On yıldan beri ülke siyaseti İslâmcılık sanılan bir politika ile oyalanmaktadır. Meselâ, Suriye politikası tutarlı yanları olsa da, baştan beri yanlıştır. Her ne kadar Türkiye diktatörlüğe karşı çıkmakta haklı olsa da, Suriye’deki azınlık iktidarını tanımakta yanılmıştır. Çünkü Suriye’de mezhep yönünden azınlık olan insanların sayısı kadar Hatay-Adana-Mersin illerinde ve kıyı şeridinde yaşayan vatandaşımız vardır. Ne yaparsanız yapın, özellikle Hatay’da bu kesimin ülkemiz imkânları ile yetişmiş olanlarını Esad’dan ayıramazsınız. Birçokları da el-Muhaberat emrinde ve Esad’ın yanı başındadır. Suriye bunlardan fevkalâde seviyede faydalanmaktadır; bunu önlemeniz kesinlikle mümkün değildir.
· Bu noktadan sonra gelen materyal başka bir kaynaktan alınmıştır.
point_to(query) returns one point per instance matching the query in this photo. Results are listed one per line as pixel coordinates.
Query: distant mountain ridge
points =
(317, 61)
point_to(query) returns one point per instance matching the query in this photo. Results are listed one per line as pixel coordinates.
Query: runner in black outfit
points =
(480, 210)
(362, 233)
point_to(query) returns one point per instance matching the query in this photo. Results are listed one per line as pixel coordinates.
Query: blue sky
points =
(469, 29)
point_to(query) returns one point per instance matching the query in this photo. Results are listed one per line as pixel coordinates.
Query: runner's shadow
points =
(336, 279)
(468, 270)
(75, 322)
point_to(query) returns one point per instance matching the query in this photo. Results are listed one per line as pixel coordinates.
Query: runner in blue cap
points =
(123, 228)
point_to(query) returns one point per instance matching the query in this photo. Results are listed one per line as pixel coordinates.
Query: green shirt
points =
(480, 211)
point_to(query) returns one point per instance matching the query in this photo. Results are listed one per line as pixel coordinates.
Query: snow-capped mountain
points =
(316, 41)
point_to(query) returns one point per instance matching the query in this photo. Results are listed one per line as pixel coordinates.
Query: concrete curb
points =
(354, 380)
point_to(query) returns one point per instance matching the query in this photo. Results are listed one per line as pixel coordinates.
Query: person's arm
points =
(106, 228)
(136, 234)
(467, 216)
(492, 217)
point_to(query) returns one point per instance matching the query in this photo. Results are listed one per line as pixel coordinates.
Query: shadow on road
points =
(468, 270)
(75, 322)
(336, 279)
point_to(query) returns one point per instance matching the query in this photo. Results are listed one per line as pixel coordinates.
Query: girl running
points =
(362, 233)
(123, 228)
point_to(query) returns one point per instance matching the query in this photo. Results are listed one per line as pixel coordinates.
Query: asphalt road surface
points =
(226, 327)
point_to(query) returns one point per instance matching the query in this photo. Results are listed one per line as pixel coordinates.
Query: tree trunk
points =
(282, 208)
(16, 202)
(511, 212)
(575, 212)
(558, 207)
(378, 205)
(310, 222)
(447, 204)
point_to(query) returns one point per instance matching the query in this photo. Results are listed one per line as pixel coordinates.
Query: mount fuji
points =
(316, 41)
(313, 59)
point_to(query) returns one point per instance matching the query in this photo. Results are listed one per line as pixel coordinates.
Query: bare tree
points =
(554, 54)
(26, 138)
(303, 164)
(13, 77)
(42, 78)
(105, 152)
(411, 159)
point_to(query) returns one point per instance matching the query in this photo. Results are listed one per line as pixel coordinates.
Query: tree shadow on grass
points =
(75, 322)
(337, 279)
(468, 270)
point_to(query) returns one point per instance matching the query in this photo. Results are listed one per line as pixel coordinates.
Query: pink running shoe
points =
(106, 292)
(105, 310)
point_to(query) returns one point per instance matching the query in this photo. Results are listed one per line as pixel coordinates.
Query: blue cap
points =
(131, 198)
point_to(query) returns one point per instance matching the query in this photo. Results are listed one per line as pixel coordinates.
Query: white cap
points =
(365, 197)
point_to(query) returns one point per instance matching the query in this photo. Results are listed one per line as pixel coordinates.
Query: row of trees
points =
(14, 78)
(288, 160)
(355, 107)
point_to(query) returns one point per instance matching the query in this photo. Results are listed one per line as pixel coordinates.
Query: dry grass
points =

Suriye’ye yönelik mezhep gözlüğünün de reçetesi yanlıştır; çünkü bu ülke yönetimine muhalif olanların tamamı, Şafiî olduğu içinVehhabilik, dolayısiyle Selefiliğe daha yakındır. Arap Milliyetçiliği’nin bu tarihi-dini-kültürel yönü bizim siyaset adamlarımız tarafından düzgün görülememiştir. Güney İllerimizde bulunan 1 milyonun çok üzerindeki Suriyeli Arap’ın hangisine sorarsanız, Selefi olduğu cevabını alırsınız. Bu mültecilerin Haleb-İklip-Hama-Hums-Şam veya başka yerden olması çok önemli değildir. Bu duruma göre, bu insanlarla IŞİD’in temeli olan el-Kaide ile ne kadar farklı düşünceleri vardır? İkisinin de eylemleri farklı da olsa hedefleri aynı değil mi? Zaten şu sıralarda unutulan el-Nusra da el-Kaide’nin uzantısıdır. Bu sebeple, Türkiye’nin kimleri eğit-donat faaliyeti içinde olduğunu anlamak mümkün değildir. PYD gibi bir örgüt dahi Esad’ın yanında olmaktan vazgeçmeyip onlardan faydalanmaya çalıştığı halde Türkiye’nin mütekâmil bir devlet olarak hesabının ne olduğunu maalesef ABD’de de anlayamamaktadır. Suriye Kurtuluş Ordusu hangi unsurlardan meydana gelmektedir, inançları Selefi mi değil mi bilmiyoruz! Herhalde bunlar da en az Şerif Hüseyin kadar Arap Milliyetçisi’dir ve tarihimiz bunlara güvendiğimiz için kaybettiğimizi ispatlayacak örneklerle doludur.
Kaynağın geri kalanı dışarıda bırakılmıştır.